I spent an hour test-drawing patterns for deck cleats, then glued up a sandwich of oak-mahogany-oak and cut out the cleats with the bandsaw. Intuition then told me they were a little too flimsy—too thin at the ends—and the dominant white oak slightly clashed with the reddish mahogany and okoume of the cabin.

So I made some new blanks

Aft deck cleat

as a reversed mahogany-oak-mahogany laminate, fattened up the pattern, and cut out new cleats. Decidedly better! The cost was negligible—the wood for both versions came out of the scrap bin—and the satisfaction is well worth the extra hours of work.

On most boats, the cabintop handrails are straight. But since my cabin sides curve, I decided the handrails needed to curl with them for a more harmonious effect. Ergo, another laminating project, another close-enough guess. They look good and feel plenty strong, which they need to be to resist a lurching body trying not to be thrown off a bobbing boat. My only nagging doubt is whether I’ve done something dumb in attaching them with both epoxy and many #10 screws. If for any reason I ever need to remove them, well, they’re not removable. Don’t know if a professional would have done it this way.

Handrails and portlights

But spending time with details like these is the joy of being an amateur boatbuilder.

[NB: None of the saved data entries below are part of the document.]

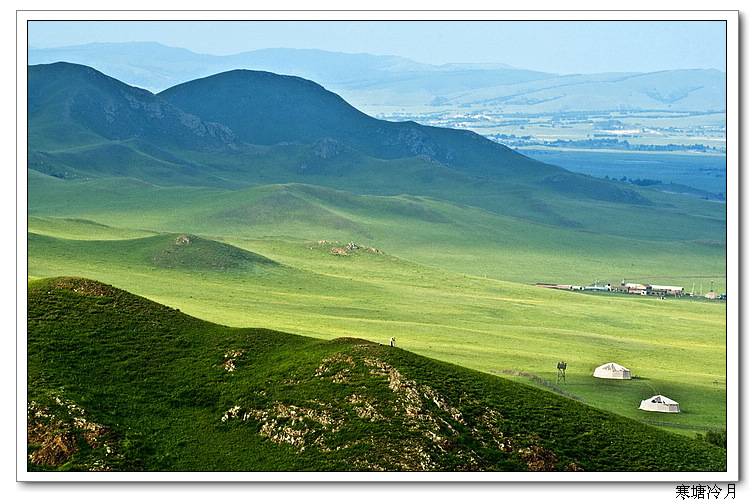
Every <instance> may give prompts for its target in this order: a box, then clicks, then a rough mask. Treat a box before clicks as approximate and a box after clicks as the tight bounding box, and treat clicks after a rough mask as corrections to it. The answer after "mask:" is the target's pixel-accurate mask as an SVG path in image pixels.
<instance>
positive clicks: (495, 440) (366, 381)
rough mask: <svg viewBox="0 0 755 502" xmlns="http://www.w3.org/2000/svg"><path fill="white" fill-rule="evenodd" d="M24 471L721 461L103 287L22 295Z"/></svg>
mask: <svg viewBox="0 0 755 502" xmlns="http://www.w3.org/2000/svg"><path fill="white" fill-rule="evenodd" d="M28 312H29V316H28V319H29V320H28V382H29V390H28V399H29V411H28V418H29V421H28V431H29V436H28V437H29V469H30V470H113V471H142V470H144V471H383V470H385V471H721V470H725V469H726V456H725V455H726V451H725V450H724V449H723V448H719V447H716V446H713V445H711V444H709V443H707V442H705V441H703V440H700V439H694V438H687V437H683V436H678V435H675V434H670V433H667V432H664V431H662V430H660V429H657V428H654V427H651V426H648V425H645V424H642V423H639V422H636V421H634V420H631V419H627V418H624V417H620V416H618V415H614V414H611V413H609V412H606V411H602V410H598V409H596V408H592V407H590V406H587V405H585V404H582V403H580V402H577V401H573V400H570V399H568V398H565V397H562V396H558V395H555V394H552V393H550V392H547V391H543V390H540V389H536V388H532V387H529V386H525V385H521V384H518V383H517V382H513V381H509V380H506V379H502V378H499V377H496V376H494V375H490V374H485V373H480V372H476V371H472V370H468V369H464V368H461V367H459V366H456V365H452V364H449V363H445V362H441V361H437V360H434V359H430V358H427V357H422V356H419V355H417V354H415V353H412V352H408V351H405V350H403V349H401V348H400V347H391V346H389V345H387V344H386V345H383V344H379V343H375V342H373V341H369V340H366V339H359V338H336V339H332V340H322V339H316V338H307V337H302V336H297V335H292V334H286V333H281V332H277V331H271V330H266V329H239V328H228V327H225V326H221V325H218V324H213V323H209V322H205V321H202V320H199V319H196V318H193V317H190V316H187V315H185V314H183V313H181V312H179V311H178V310H175V309H172V308H170V307H166V306H163V305H160V304H157V303H154V302H152V301H150V300H147V299H145V298H142V297H139V296H136V295H132V294H130V293H127V292H125V291H123V290H120V289H117V288H114V287H112V286H108V285H106V284H103V283H100V282H96V281H91V280H87V279H81V278H74V277H59V278H52V279H41V280H35V281H31V282H30V283H29V292H28Z"/></svg>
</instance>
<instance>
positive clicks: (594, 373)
mask: <svg viewBox="0 0 755 502" xmlns="http://www.w3.org/2000/svg"><path fill="white" fill-rule="evenodd" d="M592 376H594V377H596V378H610V379H613V380H629V379H631V378H632V373H631V372H630V371H629V370H628V369H627V368H625V367H624V366H622V365H620V364H616V363H606V364H604V365H603V366H598V367H597V368H595V371H594V372H593V374H592Z"/></svg>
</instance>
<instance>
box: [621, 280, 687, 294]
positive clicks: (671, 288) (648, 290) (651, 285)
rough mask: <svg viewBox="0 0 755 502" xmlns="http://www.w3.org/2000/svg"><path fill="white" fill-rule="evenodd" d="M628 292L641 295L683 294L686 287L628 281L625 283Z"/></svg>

A professional couldn’t justify the extra hours needed to laminate and curve the handrails, not unless his clients were cost-no-object billionaires. (And billionaires, last I checked, aren’t commissioning measly 19-foot yachts.)

For me, it’s a simple investment in satisfaction—a luxury we too seldom find in our structured working lives, where someone else is dictating how and where we invest our time, and our care.

 

One Response to “Closing in on splashdown”

  1. dpahle Says:

    Larry:

    She is a real beauty!

    Which I appreciate even more now that I’ve completed my week in Brooklin taking John Brook’s Glued Lap class.

    Will send you a summary about that later (assuming you don’t mind).